Artificial intelligence is rapidly changing the math behind the grocery store produce department, proving to be one of the most effective weapons against the nearly 70 million tons of food waste generated in the U.S. annually. However, a new assessment warns that the technology is hitting a wall, not because of bad code but because of human habit.
According to “The Food Operating System: How AI is Being Deployed Across the Food System to Reduce Waste,” a May 2026 report published by food-waste nonprofit ReFED in partnership with The Spoon, retail fresh categories are yielding some of the strongest evidence of AI’s real-world impact.
Food retail is one of the most visible and economically critical points of food waste in the system. ReFED estimates that U.S. retail generated 3.98 million tons of surplus food in 2024, about 5.7% of total surplus food, valued at $26.9 billion (2026). Retail waste occurs mainly in fresh categories, with produce accounting for the largest share by tonnage.
Afresh CEO Matt Schwartz describes the impact AI makes on grocery store inventory levels in visual terms: “Before Afresh, you see a very full backroom. The produce and meat coolers will have a lot of product in them. Afterward, when we deploy the system, the floor will be full, but we’ll see much leaner backrooms.”
The core challenge in retail produce has always been a delicate balancing act: keeping shelves looking abundantly full without letting highly perishable items rot. Traditional ordering systems rely heavily on historical sales, but fresh produce requires deep contextual awareness — factoring in everything from rapidly shifting weather patterns to hyperlocal economic conditions and complex shelf-life variables.
As of March 2026, Schwartz claims the company has prevented more than 200 million pounds of food loss on a projected annual basis.
“Grocery is a pennies business. And when you’re making thousands of decisions per store per week, being approximately 10% off at each decision point adds up to millions and millions of pounds of waste,” he says.
AI platforms tailored specifically for fresh inventory, such as Afresh, are closing this gap. In a pilot featured in the report with a U.S. value grocer, the deployment of Afresh’s predictive ordering platform projected an impressive $2.7 million in annual savings. The system succeeded by minimizing product shrinkage, noticeably improving on-shelf freshness and drastically reducing the manual hours store teams spent managing orders.
Yet, despite these clear technical and financial victories, ReFED’s findings spotlight a critical bottleneck: organizational culture and human behavior.
The report points out that technically accurate, AI-driven ordering recommendations are frequently overridden by store managers and floor operators. In the grocery industry, reducing overstock to cut down on waste directly spikes the risk of out-of-stocks — the dreaded empty shelves that can lead to immediate lost sales and frustrated shoppers.

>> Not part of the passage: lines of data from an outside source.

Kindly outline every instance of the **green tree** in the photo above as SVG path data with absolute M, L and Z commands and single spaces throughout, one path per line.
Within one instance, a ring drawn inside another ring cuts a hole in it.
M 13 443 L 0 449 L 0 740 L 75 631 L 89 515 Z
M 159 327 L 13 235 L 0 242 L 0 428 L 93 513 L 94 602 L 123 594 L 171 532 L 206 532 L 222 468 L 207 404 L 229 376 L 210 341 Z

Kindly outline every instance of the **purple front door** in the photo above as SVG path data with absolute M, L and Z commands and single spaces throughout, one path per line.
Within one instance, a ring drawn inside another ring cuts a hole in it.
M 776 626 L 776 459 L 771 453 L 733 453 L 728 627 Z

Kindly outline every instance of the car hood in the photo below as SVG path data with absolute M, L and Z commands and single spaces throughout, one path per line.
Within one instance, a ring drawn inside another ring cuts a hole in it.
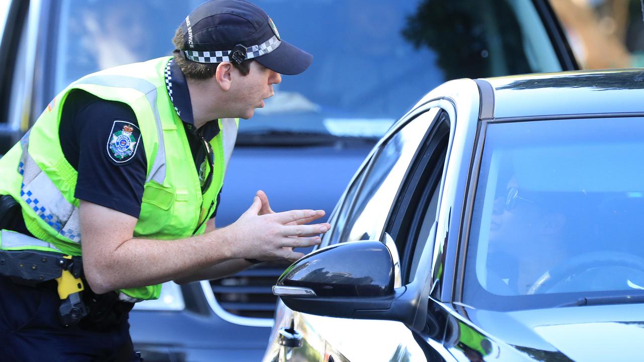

Because store performance metrics traditionally penalize missing stock much more severely than they penalize backroom spoilage, human workers routinely default to overordering.
Furthermore, integrating these anticipatory systems forces changes to standard retail workflows and labor allocations that many legacy grocery chains are simply not structured to support.

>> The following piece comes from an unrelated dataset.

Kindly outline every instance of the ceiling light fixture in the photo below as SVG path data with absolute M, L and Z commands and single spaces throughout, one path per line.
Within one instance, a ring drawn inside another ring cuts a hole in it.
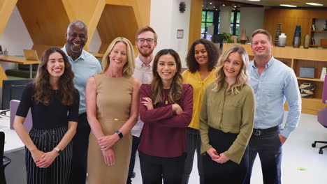
M 279 4 L 279 6 L 286 6 L 286 7 L 298 7 L 295 5 L 290 5 L 290 4 Z
M 308 5 L 312 5 L 312 6 L 324 6 L 324 4 L 316 3 L 305 3 Z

The takeaway from ReFED’s extensive assessment is clear: AI is not a plug-and-play silver bullet. While predictive data models are successfully mastering the unpredictable nature of fresh produce, their long-term success relies on grocers restructuring their internal incentives. To truly design waste out of the food system, corporate retail must ensure that store managers are rewarded, rather than penalized, for trusting the data.